Nel museo inglese che oggi ospita la casa della cooperazione è ricostruito in dettaglio il piccolo negozio di Toad Lane, a Rochdale, che dal 21 dicembre 1844 ospitò la prima cooperativa organizzata del mondo.

Il bancone fatto con una tavola appoggiata su due barili, la panca per l'attesa, le bilance e i cinque prodotti messi in vendita (zucchero, burro, farina di grano e d'avena, candele) danno la misura di quanto fosse forte lo slancio di solidarietà dei primi cooperatori e quanto necessario il loro impegno.La rivoluzione industriale era ormai già avanzata ma le condizioni di vita di operai, contadini e artigiani di certo non brillanti.

Eppure i 28 soci fondatori di questa cooperativa di consumo non erano poverissimi, anche perché ci voleva comunque un po' di denaro per avviare la piccola bottega.E così, con 28 sterline di capitale iniziale e i principi del cartismo e del filantropismo oweniano ben fissi in mente, i 28 tessitori iniziarono l'avventura.

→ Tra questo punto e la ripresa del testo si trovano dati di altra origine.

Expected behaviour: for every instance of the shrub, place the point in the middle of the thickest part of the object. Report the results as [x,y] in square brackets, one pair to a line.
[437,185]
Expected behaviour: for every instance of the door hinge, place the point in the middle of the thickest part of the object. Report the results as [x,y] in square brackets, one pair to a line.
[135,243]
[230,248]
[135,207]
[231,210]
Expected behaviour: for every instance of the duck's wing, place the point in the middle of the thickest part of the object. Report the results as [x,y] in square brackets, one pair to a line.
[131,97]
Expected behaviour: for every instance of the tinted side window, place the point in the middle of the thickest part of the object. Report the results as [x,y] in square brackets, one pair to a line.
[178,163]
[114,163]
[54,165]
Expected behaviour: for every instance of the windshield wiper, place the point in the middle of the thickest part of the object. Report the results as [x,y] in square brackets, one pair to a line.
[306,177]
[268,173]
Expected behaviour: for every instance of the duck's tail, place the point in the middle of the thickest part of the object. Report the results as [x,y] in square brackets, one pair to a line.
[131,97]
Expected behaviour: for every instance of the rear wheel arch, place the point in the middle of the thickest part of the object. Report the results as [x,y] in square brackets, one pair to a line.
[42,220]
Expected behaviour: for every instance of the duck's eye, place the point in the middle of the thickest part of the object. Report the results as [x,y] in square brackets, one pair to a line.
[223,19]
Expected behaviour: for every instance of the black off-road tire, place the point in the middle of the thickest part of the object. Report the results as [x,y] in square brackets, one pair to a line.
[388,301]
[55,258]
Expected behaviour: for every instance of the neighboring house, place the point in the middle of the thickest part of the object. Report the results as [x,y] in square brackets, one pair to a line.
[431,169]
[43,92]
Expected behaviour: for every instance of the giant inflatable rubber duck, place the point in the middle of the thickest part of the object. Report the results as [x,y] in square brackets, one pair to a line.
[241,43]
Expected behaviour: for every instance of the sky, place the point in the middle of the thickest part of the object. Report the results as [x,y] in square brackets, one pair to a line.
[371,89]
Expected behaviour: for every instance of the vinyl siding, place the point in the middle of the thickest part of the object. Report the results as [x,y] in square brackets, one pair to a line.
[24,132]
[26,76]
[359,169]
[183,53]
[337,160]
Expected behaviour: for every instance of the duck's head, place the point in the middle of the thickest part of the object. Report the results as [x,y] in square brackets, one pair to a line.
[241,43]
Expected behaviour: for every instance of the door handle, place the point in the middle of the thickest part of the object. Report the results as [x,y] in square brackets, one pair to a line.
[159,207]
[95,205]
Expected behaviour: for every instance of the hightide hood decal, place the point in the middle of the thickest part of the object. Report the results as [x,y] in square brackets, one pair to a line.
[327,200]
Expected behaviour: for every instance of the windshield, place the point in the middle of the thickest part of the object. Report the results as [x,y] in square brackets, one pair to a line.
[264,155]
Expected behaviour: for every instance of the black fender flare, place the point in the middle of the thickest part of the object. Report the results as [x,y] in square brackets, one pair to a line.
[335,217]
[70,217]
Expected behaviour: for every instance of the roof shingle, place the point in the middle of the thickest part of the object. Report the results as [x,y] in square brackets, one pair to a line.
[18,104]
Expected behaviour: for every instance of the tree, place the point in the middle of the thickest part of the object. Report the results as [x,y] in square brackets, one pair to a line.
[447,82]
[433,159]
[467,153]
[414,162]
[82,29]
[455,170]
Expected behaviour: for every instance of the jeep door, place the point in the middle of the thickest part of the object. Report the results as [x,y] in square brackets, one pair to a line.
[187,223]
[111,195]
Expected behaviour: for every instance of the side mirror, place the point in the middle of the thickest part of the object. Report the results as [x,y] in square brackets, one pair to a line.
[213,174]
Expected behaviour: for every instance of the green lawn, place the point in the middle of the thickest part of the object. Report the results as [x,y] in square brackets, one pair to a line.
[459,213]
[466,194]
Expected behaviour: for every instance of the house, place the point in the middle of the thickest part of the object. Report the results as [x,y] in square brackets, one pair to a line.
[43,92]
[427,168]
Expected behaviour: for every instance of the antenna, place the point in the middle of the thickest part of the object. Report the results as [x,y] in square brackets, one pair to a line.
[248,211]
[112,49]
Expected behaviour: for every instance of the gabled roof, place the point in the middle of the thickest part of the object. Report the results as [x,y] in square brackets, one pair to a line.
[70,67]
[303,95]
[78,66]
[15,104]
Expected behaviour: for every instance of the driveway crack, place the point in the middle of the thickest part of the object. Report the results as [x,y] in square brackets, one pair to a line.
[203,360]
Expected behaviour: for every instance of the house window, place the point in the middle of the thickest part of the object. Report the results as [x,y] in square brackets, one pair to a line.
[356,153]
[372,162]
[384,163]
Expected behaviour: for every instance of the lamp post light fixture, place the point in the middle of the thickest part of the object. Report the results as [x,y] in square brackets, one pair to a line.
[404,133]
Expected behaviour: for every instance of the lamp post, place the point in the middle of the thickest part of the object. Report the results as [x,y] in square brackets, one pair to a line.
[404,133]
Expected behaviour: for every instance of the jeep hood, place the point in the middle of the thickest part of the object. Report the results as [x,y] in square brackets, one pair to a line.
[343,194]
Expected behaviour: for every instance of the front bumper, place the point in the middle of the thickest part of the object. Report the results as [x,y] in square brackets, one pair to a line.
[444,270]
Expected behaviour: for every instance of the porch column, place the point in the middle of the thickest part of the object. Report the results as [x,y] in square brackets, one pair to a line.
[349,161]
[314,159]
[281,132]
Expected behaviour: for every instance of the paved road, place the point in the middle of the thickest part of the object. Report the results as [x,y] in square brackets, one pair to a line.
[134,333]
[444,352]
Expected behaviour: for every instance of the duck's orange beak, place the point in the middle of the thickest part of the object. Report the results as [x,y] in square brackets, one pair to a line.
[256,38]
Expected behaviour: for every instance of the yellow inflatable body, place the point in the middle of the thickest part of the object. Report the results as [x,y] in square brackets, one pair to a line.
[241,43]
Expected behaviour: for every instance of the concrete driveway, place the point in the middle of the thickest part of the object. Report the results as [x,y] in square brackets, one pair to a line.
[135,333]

Non furono i primi in assoluto (già qualche anno prima il socialista utopista Robert Owen aveva tentato senza troppi risultati un esperimento cooperativo nella sua comunità di New Lanark) ma se non altro i soli ad applicare delle regole base che permisero alla cooperativa di sopravvivere pur aiutando la povera gente. Principi elementari cui, da allora in poi, si è ispirato l'intero movimento cooperativo mondiale.

Nel resto del mondo

A soli venti anni da Rochdale in Gran Bretagna esistevano già 454 società cooperative e veniva fondata la 'Cooperative Wholesale Society', in Francia si diffondevano le teorie mutualistiche di Louis Blanc e, nello stesso anno della seconda Internazionale (1889) si teneva a Parigi un convegno cooperativo europeo.

Nel frattempo in Germania la fondazione delle Casse Raffeisen andava sperimentando nuove forme aggregative e negli Stati Uniti fiorivano, fin dal 1850, le idee fourieriste.

E in Italia

Anche se analoghi fenomeni economici investirono l'industria italiana dell'800, tutto avvenne in ritardo e con dimensioni minori nei diversi stati che componevano l'Italia fino al 1861, anno dell'Unità.L'impulso democratico e mazziniano fece fiorire società di mutuo soccorso, magazzini di previdenza, società cooperative operaie. In Toscana la prima cooperativa di consumo nacque il 13 maggio 1863.

Unicoop Firenze oggi

Il 1° novembre 1891 a Sesto Fiorentino si costituiva la società cooperativa, dalla quale, in seguito ad una serie di fusioni, nel 1973 sarebbe poi nata l'Unicoop Firenze.

Il nome e il primato fra le Coop consumatori è stato raggiunto nel 1973 con la fusione fra tre grandi cooperative che operavano in Toscana: la Toscocoop con punti di vendita in Firenze (zona Rifredi), Sesto Fiorentino e Prato; Coop Etruria operante in Firenze (zona sud-est), Chianti, Valdarno, Arezzo e Sansepolcro; Unicoop Empoli con negozi nell'empolese, in Val d'Elsa e fino alle porte di Firenze.

Successivamente sono stati aperti supermercati anche a Siena e Pistoia. Quindi, nel 1998, si è avuta la fusione con l'Unicoop - Cooperative Pisane Riunite.Oggi Unicoop Firenze gestisce una rete di mini-mercati, supermercati ed ipercoop che si estende in 7 provincie della Toscana: Arezzo, Firenze, Lucca, Pisa, Pistoia, Prato e Siena.